Discussion: Results of ML Competition – winners’ tips and tricks
Lab: Work on your final project
Machine Learning with R (2nd ed.) by Brett Lantz (2015). Packt Publishing
Supplementary / voluntary
Mandatory readings before course start
Students should have R and R Studio installed on their laptop prior to the 1st class. Be sure that these are working correctly and that external packages can be installed. Instructions for doing this are in the first chapter of Machine Learning with R.
80% of the course grade will be based on a project and final report (approximately 5-10 pages), to be delivered within 2-3 weeks after the course in R Notebook format. This will be graded based on its use of the methods covered in class as well as making appropriate conclusions from the data. This project is intended to evaluate an ability to apply in class learnings to a real-world topic of one’s own choosing. Students should feel free to use a project related to their career or field of study. For example, one may use this opportunity to advance his/her dissertation research or complete a task for his/her job. The exact scoring criteria for this assignment will be provided on the 1st day of class.
The remaining 20% of the course grade will be based on participation during in-class discussions and during the machine learning competitions. The ML competition winner(s) will receive maximum points, while runners-up will receive a fraction of the points based on effort, innovation, and proximity to the winners’ performance.
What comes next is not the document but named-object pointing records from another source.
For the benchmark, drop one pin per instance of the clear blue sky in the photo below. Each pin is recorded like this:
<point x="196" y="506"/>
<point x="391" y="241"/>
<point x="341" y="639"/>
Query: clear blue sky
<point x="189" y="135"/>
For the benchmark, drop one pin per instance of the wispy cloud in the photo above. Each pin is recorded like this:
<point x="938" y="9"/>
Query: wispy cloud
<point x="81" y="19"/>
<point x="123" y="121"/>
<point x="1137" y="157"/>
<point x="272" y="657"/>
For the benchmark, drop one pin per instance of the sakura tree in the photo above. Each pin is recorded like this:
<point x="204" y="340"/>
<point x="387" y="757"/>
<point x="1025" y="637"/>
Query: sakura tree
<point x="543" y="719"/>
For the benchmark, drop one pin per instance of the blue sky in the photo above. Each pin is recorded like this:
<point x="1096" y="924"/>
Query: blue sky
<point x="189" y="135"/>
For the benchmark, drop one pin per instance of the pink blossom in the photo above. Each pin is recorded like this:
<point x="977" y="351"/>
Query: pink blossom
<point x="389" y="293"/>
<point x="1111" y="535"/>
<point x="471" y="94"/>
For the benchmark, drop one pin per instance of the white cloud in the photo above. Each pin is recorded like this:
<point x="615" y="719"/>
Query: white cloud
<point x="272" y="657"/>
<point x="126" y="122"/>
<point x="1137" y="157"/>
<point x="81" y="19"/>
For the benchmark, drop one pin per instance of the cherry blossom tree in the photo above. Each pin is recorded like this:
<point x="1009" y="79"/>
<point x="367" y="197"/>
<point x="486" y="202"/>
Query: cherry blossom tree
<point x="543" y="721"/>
The performance metrics for this competition will be provided prior to the competition.
Students may reference any literature as needed when writing the final report.
The final report should illustrate an ability to apply advanced machine learning methods to a topic of the student’s choosing. The student should explain the methods applied and evaluate the machine learning model’s performance for the chosen task.